Intex’s PureSpa Bubble Massage hot tub is a very spacious tub by pretty much all standards, managing to accommodate up to four people at the same time. It also benefits from a built-in hard water treatment system that makes water more gentle and an insulated cover with a lock to minimize heat loss. At the same time, the tub uses a PureSpa patented heating system, a 3-way test strip, a floating pool chlorine dispenser, a thermal ground cloth, an inflation hose, and two filter cartridges.
Another maintenance task that you should perform quite often, more precisely every time you use the tub or once per week in case you do not use it that often is to sanitize the water. To do this, you must pour a sanitizing solution into the tub, a solution that you buy from specialty stores. When it comes to the amount of solution that you should pour into the tub, you must follow the instructions given on the package of the sanitizer as the amount differs from one tub to another.
To help get a more accurate idea of how big the average inflatable hot tub is, firstly take a close look at the product image, make sure you like the look of what you see. Next you should closely consider the dimensions and the fact that what makes an inflatable spa well insulated are the thick walls of trapped air.
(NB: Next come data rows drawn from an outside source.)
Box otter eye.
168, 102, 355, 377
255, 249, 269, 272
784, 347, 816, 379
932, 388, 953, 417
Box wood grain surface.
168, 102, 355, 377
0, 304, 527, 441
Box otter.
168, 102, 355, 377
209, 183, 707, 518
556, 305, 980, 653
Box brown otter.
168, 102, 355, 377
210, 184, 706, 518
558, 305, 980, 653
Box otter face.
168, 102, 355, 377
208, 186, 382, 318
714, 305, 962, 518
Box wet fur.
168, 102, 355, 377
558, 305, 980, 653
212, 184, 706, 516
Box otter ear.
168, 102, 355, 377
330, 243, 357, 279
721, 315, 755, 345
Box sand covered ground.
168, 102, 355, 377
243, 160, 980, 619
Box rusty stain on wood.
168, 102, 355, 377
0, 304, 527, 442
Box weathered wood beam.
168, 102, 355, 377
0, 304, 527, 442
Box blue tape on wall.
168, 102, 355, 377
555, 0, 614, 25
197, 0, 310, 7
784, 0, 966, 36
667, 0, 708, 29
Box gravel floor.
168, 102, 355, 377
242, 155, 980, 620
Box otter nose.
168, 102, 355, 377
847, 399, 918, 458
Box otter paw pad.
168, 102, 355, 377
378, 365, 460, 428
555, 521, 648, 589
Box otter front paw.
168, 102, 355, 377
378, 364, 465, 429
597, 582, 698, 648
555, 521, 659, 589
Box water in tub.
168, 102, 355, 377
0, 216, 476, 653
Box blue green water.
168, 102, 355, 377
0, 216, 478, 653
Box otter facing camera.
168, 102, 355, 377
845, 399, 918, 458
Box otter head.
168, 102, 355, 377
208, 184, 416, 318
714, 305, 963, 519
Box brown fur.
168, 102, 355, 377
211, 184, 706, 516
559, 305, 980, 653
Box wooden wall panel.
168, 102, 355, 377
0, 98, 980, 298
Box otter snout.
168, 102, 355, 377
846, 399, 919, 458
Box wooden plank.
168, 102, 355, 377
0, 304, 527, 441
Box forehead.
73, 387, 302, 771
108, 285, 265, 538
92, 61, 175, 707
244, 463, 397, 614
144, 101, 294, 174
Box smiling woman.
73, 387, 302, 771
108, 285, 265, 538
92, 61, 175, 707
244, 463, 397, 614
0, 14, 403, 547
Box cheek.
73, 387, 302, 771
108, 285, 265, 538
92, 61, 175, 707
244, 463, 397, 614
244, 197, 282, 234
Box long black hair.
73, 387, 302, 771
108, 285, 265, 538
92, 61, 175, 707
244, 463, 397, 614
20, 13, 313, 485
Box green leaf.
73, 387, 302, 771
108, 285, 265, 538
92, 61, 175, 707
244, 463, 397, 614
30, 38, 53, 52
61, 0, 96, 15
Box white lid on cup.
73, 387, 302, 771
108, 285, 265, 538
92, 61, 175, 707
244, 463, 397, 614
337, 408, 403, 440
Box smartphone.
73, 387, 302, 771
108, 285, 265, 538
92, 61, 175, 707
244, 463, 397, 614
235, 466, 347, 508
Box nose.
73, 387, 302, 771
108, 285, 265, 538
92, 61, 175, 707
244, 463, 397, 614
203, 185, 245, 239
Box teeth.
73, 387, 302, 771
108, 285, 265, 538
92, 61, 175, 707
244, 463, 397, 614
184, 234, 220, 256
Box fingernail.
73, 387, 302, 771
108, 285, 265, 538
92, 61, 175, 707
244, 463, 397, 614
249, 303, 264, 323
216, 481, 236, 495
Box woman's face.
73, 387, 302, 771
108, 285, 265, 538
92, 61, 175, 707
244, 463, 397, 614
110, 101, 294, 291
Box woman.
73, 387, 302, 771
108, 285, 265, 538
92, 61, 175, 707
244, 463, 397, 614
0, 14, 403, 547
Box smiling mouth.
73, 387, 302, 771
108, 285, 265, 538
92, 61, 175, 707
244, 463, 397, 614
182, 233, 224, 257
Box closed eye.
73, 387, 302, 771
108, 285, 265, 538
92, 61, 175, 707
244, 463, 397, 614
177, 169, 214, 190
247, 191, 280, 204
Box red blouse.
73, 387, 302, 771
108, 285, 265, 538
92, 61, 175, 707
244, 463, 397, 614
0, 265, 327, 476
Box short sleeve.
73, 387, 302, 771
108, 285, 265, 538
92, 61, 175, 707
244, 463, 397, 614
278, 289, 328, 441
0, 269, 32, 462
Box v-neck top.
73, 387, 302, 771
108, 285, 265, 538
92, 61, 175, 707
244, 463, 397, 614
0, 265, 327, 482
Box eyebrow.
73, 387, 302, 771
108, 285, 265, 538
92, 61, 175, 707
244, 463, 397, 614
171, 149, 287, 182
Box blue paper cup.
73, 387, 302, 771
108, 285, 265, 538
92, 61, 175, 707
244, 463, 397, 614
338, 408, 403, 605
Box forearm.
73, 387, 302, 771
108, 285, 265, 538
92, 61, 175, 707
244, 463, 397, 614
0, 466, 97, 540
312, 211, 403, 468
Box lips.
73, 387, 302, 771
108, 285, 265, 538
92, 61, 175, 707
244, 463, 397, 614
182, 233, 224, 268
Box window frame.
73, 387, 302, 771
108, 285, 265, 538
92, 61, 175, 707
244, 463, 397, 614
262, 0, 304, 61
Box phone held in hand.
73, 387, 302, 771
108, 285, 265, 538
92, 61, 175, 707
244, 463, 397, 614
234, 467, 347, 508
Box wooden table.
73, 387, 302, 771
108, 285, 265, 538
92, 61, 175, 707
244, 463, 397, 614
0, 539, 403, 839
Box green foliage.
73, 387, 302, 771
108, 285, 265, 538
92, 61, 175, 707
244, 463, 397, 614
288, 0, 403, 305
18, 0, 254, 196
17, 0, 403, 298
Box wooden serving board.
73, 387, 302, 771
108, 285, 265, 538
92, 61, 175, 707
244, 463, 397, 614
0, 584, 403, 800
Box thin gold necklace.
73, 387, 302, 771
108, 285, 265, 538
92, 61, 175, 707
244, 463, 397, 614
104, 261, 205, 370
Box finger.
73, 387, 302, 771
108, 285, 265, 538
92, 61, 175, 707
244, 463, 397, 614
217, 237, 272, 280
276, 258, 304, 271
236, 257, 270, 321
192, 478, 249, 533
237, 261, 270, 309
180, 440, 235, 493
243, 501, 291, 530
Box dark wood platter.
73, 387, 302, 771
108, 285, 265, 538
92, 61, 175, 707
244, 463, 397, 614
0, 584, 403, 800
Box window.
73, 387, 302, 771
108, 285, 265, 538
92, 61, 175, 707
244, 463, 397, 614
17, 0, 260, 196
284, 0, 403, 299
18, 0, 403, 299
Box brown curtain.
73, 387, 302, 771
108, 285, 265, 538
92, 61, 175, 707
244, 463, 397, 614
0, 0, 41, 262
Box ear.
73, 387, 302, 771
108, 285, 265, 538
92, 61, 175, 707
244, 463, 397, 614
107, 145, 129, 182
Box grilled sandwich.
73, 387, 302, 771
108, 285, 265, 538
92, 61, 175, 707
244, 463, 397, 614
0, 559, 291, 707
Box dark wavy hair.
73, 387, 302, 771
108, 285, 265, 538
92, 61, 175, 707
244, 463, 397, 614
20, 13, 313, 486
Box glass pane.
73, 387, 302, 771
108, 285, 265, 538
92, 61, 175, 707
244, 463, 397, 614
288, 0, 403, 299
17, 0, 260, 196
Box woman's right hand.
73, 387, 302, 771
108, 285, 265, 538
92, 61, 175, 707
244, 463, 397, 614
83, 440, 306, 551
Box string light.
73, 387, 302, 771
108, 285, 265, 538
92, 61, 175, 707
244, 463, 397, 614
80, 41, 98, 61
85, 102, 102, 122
These walls are on average around 10 inches thick.
They don’t usually use real water jets, but instead use fans to “blow” the air around (also because of the 120 volt outlet), which causes them to cool down much faster than a regular hot tub. This cooling effect is only made worse by the fact that the materials they are made from lose heat much faster than the materials used on a regular hot tub. All in all, you aren’t likely to get more than 15 minutes to a half an hour of good heat out of an inflatable hot tub.